Joseph abandonou o apoio da parede e retomou o andamento. Desceu a estrada em direcção à cidade. Passou a andar ao lado de pessoas. A terra era decididamente muito povoada; viam-se por toda a parte silhuetas móveis, rostos, pernas em acção. Nada repousava. À entrada dos cruzamentos, luzes pestanejantes funcionavam com um ronrom eléctrico. As casas eram todas desiguais, umas altas, doze ou treze andares, outras atarracadas, pintadas de bege, e outras ainda antigas, com uma espécie de colunas. As lojas eram numerosas, e multidões apertavam-se ao longo das montras. O barulho saltava de toda a parte ao mesmo tempo, caos, apertos, e odores saíam de todas as portas, minúsculas parcelas vivas que se tinham soltado dos objectos quentes, expostos para venda: salsichas, brioches, tecidos, flores, laranjas, frangos, café, livros, peixes, carros. As cores também incomodavam; brilhavam nas paredes, nos fatos, no fundo das lojas. Azuis, amarelas, ouros, brancos leitosos. A luz do céu saltava nas camadas cobertas de laca, penetrava-vos os olhos, enfiava-se-vos na cabeça; nasciam frases sob os seus impulsos familiares, frases estéreis, apenas formadas. Os ecos tinham uma potência mágica, que perturbava tudo, que vos fazia homem para sempre. Não havia meio de lhes escapar: estavam ali, misturadas a cada segundo que passava, sujeitavam-vos ao tempo e ao espaço. Palavras fixas, gravadas na memória, prisioneiras da mesma forma, indeléveis, indecifráveis. Cantavam. Ou então iluminavam-se letra após letra, sem cansaço, o. L. i. v. E. T. T. i.
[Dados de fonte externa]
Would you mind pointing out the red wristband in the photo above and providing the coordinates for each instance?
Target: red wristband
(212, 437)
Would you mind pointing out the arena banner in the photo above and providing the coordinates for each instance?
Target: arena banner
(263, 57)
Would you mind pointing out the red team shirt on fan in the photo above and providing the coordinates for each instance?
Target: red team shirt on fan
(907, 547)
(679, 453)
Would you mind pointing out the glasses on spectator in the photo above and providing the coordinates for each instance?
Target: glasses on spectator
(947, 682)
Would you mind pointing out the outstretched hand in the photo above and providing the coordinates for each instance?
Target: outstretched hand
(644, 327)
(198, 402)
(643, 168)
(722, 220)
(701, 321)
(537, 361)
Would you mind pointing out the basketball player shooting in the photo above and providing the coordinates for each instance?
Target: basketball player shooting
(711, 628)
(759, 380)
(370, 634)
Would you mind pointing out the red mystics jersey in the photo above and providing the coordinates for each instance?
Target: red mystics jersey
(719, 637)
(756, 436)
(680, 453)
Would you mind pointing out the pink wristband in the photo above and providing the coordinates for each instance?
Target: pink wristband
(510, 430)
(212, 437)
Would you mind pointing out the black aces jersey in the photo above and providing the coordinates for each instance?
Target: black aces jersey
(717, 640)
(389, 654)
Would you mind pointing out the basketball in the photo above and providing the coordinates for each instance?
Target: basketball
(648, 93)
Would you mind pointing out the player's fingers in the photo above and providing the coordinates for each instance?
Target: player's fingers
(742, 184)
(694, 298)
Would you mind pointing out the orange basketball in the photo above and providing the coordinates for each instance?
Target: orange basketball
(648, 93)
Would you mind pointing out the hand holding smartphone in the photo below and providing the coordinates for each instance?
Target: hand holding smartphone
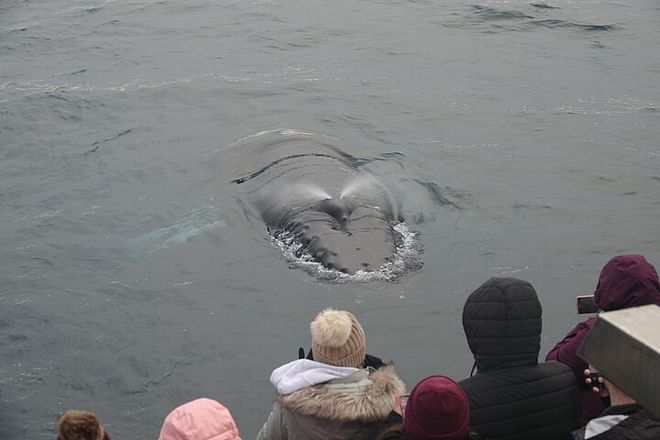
(586, 304)
(403, 400)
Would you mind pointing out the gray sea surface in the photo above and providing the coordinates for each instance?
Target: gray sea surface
(525, 136)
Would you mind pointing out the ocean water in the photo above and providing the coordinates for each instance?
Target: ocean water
(522, 136)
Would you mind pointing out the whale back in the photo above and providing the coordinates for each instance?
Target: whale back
(311, 192)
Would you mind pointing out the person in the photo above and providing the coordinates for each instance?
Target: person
(625, 281)
(199, 419)
(625, 419)
(331, 396)
(80, 425)
(437, 409)
(512, 396)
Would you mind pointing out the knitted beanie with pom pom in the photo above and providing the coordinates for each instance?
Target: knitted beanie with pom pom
(338, 339)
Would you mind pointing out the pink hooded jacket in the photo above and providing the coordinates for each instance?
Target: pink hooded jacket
(201, 419)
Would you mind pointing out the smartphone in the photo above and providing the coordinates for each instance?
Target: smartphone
(403, 401)
(586, 304)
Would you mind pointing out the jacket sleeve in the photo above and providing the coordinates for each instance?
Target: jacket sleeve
(272, 429)
(566, 350)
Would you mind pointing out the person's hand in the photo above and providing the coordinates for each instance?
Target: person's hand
(596, 381)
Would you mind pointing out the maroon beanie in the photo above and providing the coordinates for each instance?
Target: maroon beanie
(627, 281)
(437, 409)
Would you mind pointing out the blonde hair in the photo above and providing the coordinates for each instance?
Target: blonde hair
(79, 425)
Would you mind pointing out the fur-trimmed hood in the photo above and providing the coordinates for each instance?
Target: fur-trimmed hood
(366, 396)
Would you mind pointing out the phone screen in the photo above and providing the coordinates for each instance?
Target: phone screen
(586, 304)
(403, 401)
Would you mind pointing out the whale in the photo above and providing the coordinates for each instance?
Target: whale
(310, 191)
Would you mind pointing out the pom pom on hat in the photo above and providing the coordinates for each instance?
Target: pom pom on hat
(331, 328)
(338, 339)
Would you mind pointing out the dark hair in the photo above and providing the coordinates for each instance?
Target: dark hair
(79, 425)
(397, 431)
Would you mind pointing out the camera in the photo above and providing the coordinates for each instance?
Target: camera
(586, 304)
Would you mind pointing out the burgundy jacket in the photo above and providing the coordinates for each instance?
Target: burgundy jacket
(625, 281)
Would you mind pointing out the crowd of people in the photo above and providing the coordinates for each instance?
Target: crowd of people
(338, 391)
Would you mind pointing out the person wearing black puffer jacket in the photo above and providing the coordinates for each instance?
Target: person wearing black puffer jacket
(512, 396)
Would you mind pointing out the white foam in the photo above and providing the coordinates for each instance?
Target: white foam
(405, 259)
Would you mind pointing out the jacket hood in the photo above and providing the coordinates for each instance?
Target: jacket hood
(627, 281)
(302, 373)
(502, 323)
(199, 419)
(364, 397)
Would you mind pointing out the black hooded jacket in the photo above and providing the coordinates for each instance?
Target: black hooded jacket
(512, 396)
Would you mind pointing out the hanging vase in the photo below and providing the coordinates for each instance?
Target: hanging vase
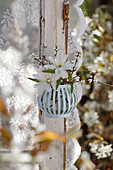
(58, 103)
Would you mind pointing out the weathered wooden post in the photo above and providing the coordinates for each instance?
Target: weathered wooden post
(52, 35)
(54, 16)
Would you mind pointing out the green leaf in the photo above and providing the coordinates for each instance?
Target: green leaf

Traçavam febrilmente nos cartões os seus sinais desgrenhados, agressivos, que não hesitavam. Era-se propriedade deles, ouvíamo-los falar, nunca se lhes recusava nada. KODAK. Aspro, a dor desaparece. Se quiser
Aspro, a dor desaparece. Se quiser Regalar
Os seus amigos Não esqueça Ofereça-lhes Um Martini.
Philips, é melhor.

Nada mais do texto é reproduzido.